New School News

Awards from the 2020 Regional Championship and National Qualifier, hosted on The New School campus
Awards from the 2020 Regional Championship and National Qualifier, hosted on The New School campus

New School Debate Approaches Research and Policy Through the Lens of Social Justice

This year marks the 25th anniversary of New School Debate, which has represented The New School in intercollegiate competition since 1996. A program of the Office of Civic Engagement and Social Justice at Eugene Lang College of Liberal Arts, it is open to all degree-seeking undergraduates interested in learning to conduct research on policy questions and to debate employing  the lens of social justice.

“We approach debate from a social justice perspective, looking at it as a way to understand power structures and how to make change from within them,” says Vik Keenan, Eugene Lang College lecturer and coach of the debate team since 2015. “Our vision for the team is very particular. For us, it is not just about winning trophies or arguing about topical issues; every argument or research investigation that we do is grounded within social justice.”

The New School Debate team is composed of 13 competing members along with a few non-competing members. Although the team is small, it has racked up a number of wins and speaker awards. At the recent Northeast Regional Championship and National Qualifier, novice debaters Quinn Kowitt, Journalism + Design ’21, and Adina Karp, Journalism + Design ’21, were respectively ranked the fourth and second speakers. In the JV section, Maya Wilson, The Arts ’21, was ranked the ninth speaker, and Noor Lima Boudakian, Global Studies and Economics ’23, took home the third speaker ranking, placing just behind the tournament champions from Boston College.

T­­he team attracts a wide swath of students — some passionate about social justice issues, while the research aspect of debate appeals to others considering PhD programs. “The debate team is a research nerd’s dream come true,” says Karp. “You get assigned a random theme and create a story around that through research — I love that.” 

It also attracts students considering becoming attorneys and policymakers, who are interested in learning how to develop concepts and arguments, skills that will be useful in their careers. “I’m very interested in going into law or politics,” says Kat (Katrina) Butler, Politics and Economics ’23. “While I’ve always had an interest in debate, my high school never had a steady debate program. When I found out The New School had a debate team, I figured I would go to a meeting and find out what it’s about.” She’s now wrapping up her second year with the team and preparing for her 14th tournament. “I’ve always loved arguing — my family could tell you all about it — and I love being able to home in on my actual argumentation skills and learn how to debate issues in the most effective manner.”

While participants develop solid analytical and practical skills in argumentation, advocacy, policy analysis, and public speaking, they are also drawn to the community found within the team. “I love the community of tournaments and the interpersonal relationships it allows for — to have such incredible connections with people from other universities,” says Lima Boudakian. “I think that the community on the debate team is unlike any other, from the nature of what we do and the way that we are able to know each other.”

Although the COVID-19 pandemic interrupted the debate season one year ago, Keenan was eager to keep the team together online, knowing that the culture and community is a boon for students. “Since so many students stay on the team because of the culture and sense of community that we have, normalizing the community online was a big priority for us,” she says. “Our team met online almost every week last summer. We used that period for returning participants to learn how debate would look and feel in the online environment, so that by the time they started competing again in September, they were comfortable and had preferences in the style of online tournaments they wanted to join.”

Adds Karp, “Aside from the thrill of competition, what I enjoy most, or even more, to be honest, is the weekly team meeting. I think especially over the past year, the routine of logging on to a Zoom which I don’t dread but actually look forward to has been a blessing.” 

In addition to taking part directly in debates, many of the students serve as judges for New York City debate programs. These include the Success Academy Debate League, a middle school league in New York City, and the New York City Urban Debate League, which works to increase access for all students to debate programs. “Part of the social justice commitment is making sure debate is a viable activity but also creates sustainable choices for students that meet real needs,” says Keenan.  
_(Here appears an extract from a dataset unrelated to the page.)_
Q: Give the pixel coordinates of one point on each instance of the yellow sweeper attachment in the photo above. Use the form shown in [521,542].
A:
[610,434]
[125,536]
Keenan values the interpersonal skills and self-confidence built by debate as well as its educational benefits. “Debate reinforces that it is OK to be passionate about something you think needs to change. Particularly for women and young women of color, it is OK to embrace joy, anger, passion, or whatever emotional resonance they feel that is tied to the actions they take,” she says. “A big part of what we do is talk about the ways we are perceived because of social location and the ways we can use that to our advantage — and the ways we can use techniques to deal with other people’s internalized notions of how we are supposed to look and sound.”